# Looking for Seattle/Portland Teams to Join



## BendBiker (Jul 22, 2006)

Hello-

I grew up in Southern Oregon, but have been living in Quebec for nearly 6 years to go to school. Anyways, I'm probably moving back to Portland or Seattle in the near future and I of course want to take full advantage of the biking on the west coast (with short winters :thumbsup: etc...)

Anyone know of a few road teams in the Seattle or Portland (or Vancouver) area I could join? I just started racing last season and although the system is a bit different in Quebec, I would think I'm about at the level of a pretty competitive Cat 4 rider in terms of the USCF system. I'm not looking for a fancy team with provided bikes or anything, I just want people to ride with.

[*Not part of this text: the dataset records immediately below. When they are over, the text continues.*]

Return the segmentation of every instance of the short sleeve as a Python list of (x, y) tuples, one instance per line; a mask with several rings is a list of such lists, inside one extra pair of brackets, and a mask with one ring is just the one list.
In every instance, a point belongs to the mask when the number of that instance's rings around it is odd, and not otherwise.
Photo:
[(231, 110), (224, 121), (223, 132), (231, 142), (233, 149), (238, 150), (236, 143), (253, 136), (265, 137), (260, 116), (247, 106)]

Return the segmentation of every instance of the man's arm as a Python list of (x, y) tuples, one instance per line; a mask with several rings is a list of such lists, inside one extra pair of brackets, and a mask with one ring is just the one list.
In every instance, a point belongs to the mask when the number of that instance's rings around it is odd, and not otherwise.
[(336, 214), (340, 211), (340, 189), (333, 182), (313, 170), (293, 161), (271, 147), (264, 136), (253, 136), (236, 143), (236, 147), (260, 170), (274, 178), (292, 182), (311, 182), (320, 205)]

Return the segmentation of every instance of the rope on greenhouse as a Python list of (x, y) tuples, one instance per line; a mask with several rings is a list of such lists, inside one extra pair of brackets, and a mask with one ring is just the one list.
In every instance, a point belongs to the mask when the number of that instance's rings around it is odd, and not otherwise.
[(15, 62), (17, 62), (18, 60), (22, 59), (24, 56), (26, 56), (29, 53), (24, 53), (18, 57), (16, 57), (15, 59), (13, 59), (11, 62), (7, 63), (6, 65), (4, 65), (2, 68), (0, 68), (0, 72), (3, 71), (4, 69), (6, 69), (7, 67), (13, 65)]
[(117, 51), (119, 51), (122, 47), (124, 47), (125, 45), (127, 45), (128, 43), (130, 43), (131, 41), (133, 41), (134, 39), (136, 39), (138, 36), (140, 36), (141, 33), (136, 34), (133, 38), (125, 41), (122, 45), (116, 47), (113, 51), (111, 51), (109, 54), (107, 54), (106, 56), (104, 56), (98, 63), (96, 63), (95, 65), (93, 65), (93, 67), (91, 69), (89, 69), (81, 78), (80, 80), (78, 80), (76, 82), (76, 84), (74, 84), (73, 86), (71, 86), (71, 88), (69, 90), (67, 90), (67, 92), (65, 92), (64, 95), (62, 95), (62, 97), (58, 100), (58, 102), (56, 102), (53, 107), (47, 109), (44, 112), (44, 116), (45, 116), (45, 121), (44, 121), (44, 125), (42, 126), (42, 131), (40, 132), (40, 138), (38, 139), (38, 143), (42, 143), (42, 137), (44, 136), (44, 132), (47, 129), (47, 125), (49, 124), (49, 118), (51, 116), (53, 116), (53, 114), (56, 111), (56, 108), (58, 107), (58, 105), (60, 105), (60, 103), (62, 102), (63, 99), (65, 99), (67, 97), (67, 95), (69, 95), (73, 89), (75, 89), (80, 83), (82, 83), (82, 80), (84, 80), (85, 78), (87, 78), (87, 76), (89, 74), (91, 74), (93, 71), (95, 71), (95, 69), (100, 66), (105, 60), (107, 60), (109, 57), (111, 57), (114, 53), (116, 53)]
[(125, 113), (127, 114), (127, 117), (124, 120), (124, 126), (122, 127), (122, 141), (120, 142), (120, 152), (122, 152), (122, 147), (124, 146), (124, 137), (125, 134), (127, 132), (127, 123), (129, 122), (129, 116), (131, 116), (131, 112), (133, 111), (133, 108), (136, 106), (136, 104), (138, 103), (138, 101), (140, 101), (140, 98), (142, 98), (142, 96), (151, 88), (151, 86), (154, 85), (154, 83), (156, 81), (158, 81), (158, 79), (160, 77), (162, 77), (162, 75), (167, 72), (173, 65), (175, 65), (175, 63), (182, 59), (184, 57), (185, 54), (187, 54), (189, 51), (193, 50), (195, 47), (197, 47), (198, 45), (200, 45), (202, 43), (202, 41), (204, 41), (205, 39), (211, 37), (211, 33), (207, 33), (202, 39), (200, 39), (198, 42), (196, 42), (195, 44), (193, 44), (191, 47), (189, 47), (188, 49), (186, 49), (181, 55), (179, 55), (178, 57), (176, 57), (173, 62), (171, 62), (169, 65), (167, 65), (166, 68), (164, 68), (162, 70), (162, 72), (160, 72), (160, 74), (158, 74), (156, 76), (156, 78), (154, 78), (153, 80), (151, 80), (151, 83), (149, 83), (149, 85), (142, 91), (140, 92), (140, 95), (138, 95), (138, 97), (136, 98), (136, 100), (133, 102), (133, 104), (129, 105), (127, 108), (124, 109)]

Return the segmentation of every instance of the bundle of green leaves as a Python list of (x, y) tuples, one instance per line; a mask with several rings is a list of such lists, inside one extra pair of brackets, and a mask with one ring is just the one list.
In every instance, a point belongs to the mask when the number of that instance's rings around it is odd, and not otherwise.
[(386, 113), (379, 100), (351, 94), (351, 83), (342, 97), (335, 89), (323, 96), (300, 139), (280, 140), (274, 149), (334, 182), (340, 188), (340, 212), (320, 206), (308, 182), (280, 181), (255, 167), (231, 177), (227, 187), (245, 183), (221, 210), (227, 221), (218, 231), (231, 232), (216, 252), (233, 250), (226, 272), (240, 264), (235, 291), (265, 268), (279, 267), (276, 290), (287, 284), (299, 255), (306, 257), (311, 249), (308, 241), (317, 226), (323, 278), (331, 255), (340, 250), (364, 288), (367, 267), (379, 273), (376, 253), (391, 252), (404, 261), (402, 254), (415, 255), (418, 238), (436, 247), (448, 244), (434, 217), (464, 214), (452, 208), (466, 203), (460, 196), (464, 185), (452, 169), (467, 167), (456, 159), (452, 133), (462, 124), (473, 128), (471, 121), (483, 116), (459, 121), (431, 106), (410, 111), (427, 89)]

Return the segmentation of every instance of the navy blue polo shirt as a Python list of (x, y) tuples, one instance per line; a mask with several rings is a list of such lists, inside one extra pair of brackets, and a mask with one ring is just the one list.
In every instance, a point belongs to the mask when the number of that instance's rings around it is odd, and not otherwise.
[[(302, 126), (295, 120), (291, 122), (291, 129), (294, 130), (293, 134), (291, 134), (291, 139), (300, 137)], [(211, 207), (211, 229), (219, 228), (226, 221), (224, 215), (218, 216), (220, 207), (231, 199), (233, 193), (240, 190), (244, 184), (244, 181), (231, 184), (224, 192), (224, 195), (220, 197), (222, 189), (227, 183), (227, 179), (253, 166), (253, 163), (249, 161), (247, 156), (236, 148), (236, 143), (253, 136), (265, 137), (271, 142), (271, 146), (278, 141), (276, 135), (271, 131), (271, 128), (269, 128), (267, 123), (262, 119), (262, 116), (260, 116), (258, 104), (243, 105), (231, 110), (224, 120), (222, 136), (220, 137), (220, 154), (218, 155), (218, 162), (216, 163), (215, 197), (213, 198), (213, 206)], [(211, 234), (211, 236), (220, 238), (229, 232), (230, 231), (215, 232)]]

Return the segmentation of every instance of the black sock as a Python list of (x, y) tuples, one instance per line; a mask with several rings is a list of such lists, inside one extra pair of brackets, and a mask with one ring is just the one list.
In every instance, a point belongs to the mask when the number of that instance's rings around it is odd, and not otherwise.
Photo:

Any advice would be appreciated,

Bendbiker


----------



## KonaMan (Sep 22, 2004)

Check the OBRA site (www.obra.org) for a list of the recognized teams in Oregon. There are many to choose from, especially as a CAT4 racer. A lot depends on how serious you want to be with racing. Some require that you attend meetings, go to their training, etc., others are more laid back but offer the team atmosphere. I think there might be a few new ones next year too. Most are shop sponsored, so that might be a factor for you too.


----------



## Spinnerman (Oct 21, 2004)

*Washington State*

As per Kona's message, pretty much the same for the Seattle area. Here is the main racing page for Washington State. www.wsbaracing.com. As for a place to start researching teams, you can go to USA Cyclings website. Here is the link for Washington http://usacycling.org/clubs/index.php?state=WA


----------